No hay justificación

Por: Claudio Katz

Fragmeto de las declaraciones del destacado economista argentino Claudio Katz en una entrevista realizada por Mario López (Rebelión)

No creo que las protestas sociales hayan sido una conspiración de la CIA, pero seguramente los hombres de Trump van a utilizar el conflicto para ver si pueden desplazar a Ortega. Intentarán colocar un títere. No quieren un país integrado al ALBA con proyectos de construcción de un canal financiado por China.

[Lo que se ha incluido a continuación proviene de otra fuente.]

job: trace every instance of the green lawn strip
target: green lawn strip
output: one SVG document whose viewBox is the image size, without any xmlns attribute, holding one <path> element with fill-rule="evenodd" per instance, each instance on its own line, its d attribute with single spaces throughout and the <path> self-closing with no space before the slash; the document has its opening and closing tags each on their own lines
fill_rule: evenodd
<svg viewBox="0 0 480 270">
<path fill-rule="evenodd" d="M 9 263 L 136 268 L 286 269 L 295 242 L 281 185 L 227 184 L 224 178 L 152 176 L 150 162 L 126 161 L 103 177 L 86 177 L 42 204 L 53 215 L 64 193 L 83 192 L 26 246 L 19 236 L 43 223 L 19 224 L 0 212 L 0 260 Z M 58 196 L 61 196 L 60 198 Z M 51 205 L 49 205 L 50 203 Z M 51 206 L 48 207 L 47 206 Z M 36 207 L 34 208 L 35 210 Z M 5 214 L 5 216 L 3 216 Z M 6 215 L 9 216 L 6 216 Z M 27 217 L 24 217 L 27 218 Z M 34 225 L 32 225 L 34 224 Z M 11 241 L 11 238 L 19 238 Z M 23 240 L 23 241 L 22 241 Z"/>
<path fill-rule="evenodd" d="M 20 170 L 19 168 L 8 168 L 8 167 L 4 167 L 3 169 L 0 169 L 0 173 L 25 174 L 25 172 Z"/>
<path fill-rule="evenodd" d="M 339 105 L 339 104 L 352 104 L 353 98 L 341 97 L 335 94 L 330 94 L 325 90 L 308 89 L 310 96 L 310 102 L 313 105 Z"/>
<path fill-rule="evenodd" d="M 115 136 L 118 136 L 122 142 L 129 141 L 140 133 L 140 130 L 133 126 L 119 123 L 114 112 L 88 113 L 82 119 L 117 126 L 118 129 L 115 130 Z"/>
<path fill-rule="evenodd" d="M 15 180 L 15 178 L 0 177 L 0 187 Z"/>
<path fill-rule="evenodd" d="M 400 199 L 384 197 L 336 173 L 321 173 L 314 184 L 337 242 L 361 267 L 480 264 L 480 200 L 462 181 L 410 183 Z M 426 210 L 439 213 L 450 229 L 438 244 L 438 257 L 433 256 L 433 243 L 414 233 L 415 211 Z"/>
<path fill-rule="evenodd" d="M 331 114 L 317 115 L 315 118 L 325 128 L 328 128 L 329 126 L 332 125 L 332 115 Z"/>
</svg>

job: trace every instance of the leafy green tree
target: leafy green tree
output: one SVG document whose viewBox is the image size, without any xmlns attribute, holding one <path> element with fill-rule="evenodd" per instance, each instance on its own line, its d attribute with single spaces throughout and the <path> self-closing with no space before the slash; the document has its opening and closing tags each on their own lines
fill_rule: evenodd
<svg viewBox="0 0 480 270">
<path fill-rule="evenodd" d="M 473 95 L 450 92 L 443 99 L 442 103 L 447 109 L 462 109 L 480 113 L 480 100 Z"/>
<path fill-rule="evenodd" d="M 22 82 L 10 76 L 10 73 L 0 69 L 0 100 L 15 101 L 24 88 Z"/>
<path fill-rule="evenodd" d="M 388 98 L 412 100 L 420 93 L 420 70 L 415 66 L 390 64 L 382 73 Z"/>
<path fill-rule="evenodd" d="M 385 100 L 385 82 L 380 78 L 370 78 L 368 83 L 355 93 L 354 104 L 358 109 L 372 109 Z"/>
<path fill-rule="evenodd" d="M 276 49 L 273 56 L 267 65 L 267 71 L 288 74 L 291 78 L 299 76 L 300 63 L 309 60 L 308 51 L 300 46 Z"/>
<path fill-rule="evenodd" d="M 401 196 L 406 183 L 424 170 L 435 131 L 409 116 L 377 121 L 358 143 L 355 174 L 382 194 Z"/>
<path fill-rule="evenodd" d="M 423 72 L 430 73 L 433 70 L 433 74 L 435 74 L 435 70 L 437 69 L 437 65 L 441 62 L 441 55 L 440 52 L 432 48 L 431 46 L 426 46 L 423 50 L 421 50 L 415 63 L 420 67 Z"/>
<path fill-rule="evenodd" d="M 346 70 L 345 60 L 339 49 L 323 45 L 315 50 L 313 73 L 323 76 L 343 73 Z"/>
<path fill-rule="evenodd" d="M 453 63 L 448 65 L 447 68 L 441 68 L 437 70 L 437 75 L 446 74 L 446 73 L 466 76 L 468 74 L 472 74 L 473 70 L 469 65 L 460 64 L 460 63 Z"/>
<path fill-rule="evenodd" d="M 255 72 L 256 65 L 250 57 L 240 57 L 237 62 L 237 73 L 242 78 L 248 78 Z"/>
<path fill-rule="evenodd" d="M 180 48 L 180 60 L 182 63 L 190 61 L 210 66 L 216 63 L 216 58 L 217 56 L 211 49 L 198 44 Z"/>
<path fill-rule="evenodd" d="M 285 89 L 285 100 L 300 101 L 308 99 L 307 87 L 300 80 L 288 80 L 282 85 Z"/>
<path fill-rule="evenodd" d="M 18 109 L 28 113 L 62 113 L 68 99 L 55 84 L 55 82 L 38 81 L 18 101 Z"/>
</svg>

Pero la existencia real de ese conflicto con Estados Unidos no nos puede conducir a justificar una matanza; Ortega choca con el imperialismo y al mismo tiempo actúa violentamente contra su pueblo. Ese es nuestro dilema, pero no es nuevo. Muchas veces Washington tuvo conflictos fuertísimos con gobiernos de todo tipo, por ejemplo con Noriega en Panamá o Galtieri en Argentina.

 

Los casos de Medio Oriente son más contundentes. Nadie podría decir que la teocracia iraní es progresista, o Bashar Assad en Siria o Saddam Hussein eran mandatarios de izquierda y contra todos ellos Estados Unidos organizó guerras. El resultado de esos conflictos no es indiferente para nosotros. Siempre es decisivo ubicarse en el campo opuesto al imperialismo. Pero este posicionamiento no implica justificar crímenes contra los pueblos.

 

Tenemos que asumir esta compleja situación con dos desafíos. Denunciar la represión contra las protestas en Nicaragua y encontrar al mismo tiempo caminos para impedir que el imperialismo sea el ganador de la crisis. Un sendero de esa combinación podría ser la salida negociada. Si nosotros apoyamos la inadmisible brutalidad del gobierno, las víctimas irán decepcionadas a Washington a buscar el sostén que la izquierda les niega.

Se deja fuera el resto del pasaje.